Hi.  I purchased a Nikon D5100 in October 2012 (Sam's Club online), according to the manual it should take about 660 pictures on a full charge.  Every since I've had this camera, I've only be able to take about 150 pictures and then I get a low battery sign.  I purchased a back up battery soon after buying this camera because I was afraid the battery would ran down.  It's already been sent to Nikon once and it's currently there for the 2nd time.  The first time I used it after getting it back from Nikon (which they said there was nothing wrong), with the battery fully charged, I took 178 pictures, then low battery and that was it.  This is my first DSLR and one of the reason for buying was for longer battery life and good quality pictures.  I'm happy with the camera and the pictures it takes but I can't understand why it won't take the # of pictures mentioned in the manual or even half that amount.  I basically keep it on Auto and use the eyepiece to take pictures.  I'm REALLY hoping Nikon will take a closer look this time and find the problem.  Other Nikon users I've talked to are like "I can't even remember the last time I charged my battery".  Are you kidding me!  I wouldn't even leave the house without my backup battery.  Please help, I don't want to be disappointed but... and I sure can't take the chance (nor the money) and buy another Nikon and run into the same problem.  Also, this happens no matter which battery I'm using or which lens, still the same problem.  Thanks!


----------



## astroNikon (Oct 6, 2013)

I'm not a 5100 user, but I looked up the info

Battery / Batteries EN-EL14 Lithium-ion Battery
Battery Life (shots per charge) 660 shots (CIPA)

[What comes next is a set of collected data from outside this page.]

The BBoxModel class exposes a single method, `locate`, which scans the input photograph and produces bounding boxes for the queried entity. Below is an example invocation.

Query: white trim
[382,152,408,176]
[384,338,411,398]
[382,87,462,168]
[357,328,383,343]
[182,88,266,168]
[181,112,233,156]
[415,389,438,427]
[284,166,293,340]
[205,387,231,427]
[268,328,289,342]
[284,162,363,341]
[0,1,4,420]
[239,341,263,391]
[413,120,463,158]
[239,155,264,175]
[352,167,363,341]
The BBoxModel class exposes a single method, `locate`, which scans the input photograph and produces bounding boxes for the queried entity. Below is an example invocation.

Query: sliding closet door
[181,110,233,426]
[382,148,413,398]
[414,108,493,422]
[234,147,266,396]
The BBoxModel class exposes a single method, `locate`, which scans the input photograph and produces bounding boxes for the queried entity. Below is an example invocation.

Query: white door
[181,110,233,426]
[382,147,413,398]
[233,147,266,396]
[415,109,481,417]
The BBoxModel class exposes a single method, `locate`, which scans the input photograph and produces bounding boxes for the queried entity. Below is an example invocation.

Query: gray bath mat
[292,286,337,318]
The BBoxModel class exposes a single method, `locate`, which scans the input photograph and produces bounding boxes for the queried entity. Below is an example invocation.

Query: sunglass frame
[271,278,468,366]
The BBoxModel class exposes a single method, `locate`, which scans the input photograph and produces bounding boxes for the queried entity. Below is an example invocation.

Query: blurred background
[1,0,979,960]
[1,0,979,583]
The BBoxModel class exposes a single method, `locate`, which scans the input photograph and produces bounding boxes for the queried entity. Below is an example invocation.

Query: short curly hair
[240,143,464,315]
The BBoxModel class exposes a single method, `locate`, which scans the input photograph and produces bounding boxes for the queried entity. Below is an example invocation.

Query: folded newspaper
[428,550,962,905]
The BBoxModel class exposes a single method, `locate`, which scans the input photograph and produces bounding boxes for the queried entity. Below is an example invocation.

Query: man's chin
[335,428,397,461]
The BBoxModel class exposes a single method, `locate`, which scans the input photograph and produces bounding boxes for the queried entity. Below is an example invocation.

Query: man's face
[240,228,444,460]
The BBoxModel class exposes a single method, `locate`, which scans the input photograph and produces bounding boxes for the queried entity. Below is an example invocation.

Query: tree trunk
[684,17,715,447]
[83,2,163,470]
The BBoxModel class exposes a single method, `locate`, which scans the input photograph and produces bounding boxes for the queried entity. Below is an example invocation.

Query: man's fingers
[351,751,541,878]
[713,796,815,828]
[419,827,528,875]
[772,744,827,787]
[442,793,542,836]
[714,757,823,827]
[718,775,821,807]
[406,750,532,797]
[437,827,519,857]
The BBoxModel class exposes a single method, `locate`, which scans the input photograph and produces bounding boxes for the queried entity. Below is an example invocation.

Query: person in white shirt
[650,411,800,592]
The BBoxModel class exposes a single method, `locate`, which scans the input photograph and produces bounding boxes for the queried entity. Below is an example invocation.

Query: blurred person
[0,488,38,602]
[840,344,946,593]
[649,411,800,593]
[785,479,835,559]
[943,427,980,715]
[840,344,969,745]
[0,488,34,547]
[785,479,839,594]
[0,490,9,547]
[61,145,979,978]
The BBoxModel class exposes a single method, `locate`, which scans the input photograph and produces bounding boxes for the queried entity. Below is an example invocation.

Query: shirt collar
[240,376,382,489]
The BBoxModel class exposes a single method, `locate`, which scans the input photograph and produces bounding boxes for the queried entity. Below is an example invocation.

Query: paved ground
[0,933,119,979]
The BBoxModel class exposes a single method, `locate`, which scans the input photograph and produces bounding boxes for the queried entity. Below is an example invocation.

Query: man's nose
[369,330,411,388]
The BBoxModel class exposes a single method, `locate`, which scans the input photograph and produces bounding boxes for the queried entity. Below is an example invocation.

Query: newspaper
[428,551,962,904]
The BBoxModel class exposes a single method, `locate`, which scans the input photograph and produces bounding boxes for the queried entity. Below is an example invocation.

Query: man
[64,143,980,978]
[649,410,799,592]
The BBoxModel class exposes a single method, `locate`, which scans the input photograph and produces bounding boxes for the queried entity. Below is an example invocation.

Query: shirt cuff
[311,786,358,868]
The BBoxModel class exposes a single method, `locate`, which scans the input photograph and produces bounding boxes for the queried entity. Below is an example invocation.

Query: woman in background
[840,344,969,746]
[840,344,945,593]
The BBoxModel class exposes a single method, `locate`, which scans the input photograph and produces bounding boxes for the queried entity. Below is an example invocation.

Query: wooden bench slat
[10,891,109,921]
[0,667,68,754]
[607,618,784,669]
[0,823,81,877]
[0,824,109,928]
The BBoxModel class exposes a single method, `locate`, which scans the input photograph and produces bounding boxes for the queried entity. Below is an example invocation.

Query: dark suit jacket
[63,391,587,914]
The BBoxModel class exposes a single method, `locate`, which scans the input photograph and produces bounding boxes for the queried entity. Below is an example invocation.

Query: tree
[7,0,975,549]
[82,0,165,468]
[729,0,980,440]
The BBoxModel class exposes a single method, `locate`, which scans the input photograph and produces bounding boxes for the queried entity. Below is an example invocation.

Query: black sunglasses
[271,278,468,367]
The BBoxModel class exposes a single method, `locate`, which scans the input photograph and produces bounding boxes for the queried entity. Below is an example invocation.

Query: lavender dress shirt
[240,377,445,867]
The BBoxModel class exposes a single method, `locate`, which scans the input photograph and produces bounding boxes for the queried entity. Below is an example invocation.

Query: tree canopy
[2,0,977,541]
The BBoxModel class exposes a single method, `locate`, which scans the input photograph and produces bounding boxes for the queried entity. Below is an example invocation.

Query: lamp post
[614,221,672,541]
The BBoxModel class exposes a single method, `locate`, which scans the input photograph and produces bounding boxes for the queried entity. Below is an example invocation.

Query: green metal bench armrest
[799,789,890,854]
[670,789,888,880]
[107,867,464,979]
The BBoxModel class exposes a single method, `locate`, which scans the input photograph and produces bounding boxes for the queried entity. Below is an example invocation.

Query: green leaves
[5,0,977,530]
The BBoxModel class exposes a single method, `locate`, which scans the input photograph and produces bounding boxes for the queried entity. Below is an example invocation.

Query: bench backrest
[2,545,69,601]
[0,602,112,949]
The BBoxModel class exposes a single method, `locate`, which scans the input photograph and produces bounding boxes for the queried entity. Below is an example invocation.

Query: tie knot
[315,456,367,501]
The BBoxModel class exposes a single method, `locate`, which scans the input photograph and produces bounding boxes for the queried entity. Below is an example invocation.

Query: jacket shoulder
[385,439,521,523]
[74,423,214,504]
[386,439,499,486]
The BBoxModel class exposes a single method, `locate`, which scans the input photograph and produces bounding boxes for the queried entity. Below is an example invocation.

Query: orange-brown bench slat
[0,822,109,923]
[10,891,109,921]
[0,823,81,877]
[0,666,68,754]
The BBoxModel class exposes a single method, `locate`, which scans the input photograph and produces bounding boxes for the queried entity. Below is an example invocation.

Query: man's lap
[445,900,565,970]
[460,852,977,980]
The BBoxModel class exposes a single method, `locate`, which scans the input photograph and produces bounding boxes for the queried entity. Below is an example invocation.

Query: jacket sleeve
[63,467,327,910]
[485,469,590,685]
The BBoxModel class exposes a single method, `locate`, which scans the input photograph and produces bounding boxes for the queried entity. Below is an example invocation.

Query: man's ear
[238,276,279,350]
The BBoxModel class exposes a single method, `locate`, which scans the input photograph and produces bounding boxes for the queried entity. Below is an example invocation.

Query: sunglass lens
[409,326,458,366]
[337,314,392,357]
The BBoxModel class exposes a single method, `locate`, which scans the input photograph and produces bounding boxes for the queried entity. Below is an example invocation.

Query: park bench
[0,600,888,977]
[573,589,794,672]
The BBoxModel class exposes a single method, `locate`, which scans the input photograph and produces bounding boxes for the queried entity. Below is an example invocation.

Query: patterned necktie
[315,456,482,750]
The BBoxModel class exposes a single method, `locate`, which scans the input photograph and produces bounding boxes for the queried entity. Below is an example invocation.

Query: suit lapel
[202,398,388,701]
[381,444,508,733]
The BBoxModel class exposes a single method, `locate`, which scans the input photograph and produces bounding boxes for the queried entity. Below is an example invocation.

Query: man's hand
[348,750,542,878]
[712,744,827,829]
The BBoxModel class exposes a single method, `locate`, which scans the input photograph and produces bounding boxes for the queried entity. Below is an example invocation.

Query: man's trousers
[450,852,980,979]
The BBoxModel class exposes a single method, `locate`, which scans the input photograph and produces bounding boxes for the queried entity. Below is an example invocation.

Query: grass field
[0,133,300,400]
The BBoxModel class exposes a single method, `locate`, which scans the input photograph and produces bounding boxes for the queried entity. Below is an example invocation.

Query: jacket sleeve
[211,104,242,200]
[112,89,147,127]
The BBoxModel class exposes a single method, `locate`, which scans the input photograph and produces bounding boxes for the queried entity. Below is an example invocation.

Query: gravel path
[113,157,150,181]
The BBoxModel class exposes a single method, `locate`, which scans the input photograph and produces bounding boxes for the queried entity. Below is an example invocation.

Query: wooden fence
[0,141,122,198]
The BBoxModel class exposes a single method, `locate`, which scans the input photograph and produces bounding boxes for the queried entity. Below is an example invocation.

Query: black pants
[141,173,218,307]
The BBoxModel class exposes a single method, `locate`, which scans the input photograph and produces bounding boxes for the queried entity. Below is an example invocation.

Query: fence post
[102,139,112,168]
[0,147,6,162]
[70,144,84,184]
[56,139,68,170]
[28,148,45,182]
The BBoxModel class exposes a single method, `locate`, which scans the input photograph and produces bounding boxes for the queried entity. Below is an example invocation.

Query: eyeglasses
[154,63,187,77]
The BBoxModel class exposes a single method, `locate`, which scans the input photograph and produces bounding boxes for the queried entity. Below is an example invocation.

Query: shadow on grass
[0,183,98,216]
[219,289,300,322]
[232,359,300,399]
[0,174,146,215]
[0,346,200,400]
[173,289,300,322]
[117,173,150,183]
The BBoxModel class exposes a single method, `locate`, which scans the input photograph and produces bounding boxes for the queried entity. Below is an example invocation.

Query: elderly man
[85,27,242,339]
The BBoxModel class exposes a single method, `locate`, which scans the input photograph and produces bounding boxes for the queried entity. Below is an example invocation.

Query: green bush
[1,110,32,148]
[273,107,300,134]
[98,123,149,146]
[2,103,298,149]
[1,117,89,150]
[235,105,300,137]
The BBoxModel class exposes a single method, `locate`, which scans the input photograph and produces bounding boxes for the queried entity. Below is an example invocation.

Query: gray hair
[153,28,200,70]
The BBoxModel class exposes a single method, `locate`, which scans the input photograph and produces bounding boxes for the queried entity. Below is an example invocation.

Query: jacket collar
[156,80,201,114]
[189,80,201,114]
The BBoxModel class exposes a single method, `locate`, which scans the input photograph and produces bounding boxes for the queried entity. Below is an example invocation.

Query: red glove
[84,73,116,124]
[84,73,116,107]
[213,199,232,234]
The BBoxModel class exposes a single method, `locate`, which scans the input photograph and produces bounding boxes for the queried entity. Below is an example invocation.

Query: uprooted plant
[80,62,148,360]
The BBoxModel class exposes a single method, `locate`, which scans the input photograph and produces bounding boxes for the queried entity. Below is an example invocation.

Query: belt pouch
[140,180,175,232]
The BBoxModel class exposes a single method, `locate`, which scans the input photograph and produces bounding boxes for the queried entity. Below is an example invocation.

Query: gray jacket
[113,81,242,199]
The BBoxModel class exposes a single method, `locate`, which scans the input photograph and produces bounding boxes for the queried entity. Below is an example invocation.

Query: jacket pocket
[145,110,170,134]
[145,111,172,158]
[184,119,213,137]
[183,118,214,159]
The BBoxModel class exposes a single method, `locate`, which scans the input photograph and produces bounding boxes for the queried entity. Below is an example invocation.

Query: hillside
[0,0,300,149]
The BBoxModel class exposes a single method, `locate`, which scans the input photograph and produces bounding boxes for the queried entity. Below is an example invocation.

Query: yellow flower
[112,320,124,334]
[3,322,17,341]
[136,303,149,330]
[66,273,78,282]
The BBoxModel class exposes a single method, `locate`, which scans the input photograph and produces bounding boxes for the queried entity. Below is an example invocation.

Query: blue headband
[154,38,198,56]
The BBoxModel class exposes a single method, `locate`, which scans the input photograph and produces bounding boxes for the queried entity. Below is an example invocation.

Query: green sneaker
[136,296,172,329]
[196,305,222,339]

So you are quite a bit below the 660 NIkon has identified versus your 178.
http://www.nikonusa.com/en/Nikon-Pr....html#tab-ProductDetail-ProductTabs-TechSpecs

Hopefully the battery experts and 5100 users can chime in for you


----------



## CaptainNapalm (Oct 6, 2013)

That's really unfortunate.  The Nikon D5100 was my first DSLR camera and I was actually quite impressed with the amount of photos I was able to take on a single charge.  I think I averaged in the 500-600 range before I needed to recharge.  I was going to suggest it may be your settings but considering you're only getting 150 photos before the battery is done I can't imagine any setting or combination of settings causing such battery drain.  I would suspect that there is something wrong with the original battery.  Check how it does on your second battery and see if it's any better. If not, I would contact Nikon service again and make sure they understand exactly what's going on.  You should be able to get more photos out of a single charge even if you used camera flash for every shot and had your LCD on most of the time.


----------



## SCraig (Oct 6, 2013)

You may have a bad charger that isn't charging them to full capacity.  If you know someone with a similar camera, or if there is a camera store near you that sells them, ask them to charge a battery for you with their charger and see if it does the same thing.


----------



## sashbar (Oct 6, 2013)

It easily lasts 600 shots.


----------



## Jeff1966 (Oct 6, 2013)

Thanks for the reply.  I don't take a lot of pictures but when I do I would like the assurance of a fully charged battery and the ability to take lots of pictures without the worry.


----------



## Jeff1966 (Oct 6, 2013)

SCraig - I tried that, I took the battery and charger to Cord Camera, they charged my battery on their charger and I still had the same problem.  I don't know exactly how many pictures I took on that charge but I'm sure it was less than 100. Even after the first time it went to Nikon with battery and charger, it only took 178 pictures after I got it back from Nikon.  Thanks Jill.


----------



## sleist (Oct 6, 2013)

I would investigate the charger as well.


----------



## oldhippy (Oct 6, 2013)

If I remember correctly, using the live view setting, runs the battery down fast.  Ed


----------



## GDHLEWIS (Oct 6, 2013)

What type of shots you taking? They long exposures? High ISO? You tracking subject for long periods of time?


----------



## Jeff1966 (Oct 6, 2013)

GDHLEWIS said:


> What type of shots you taking? They long exposures? High ISO? You tracking subject for long periods of time?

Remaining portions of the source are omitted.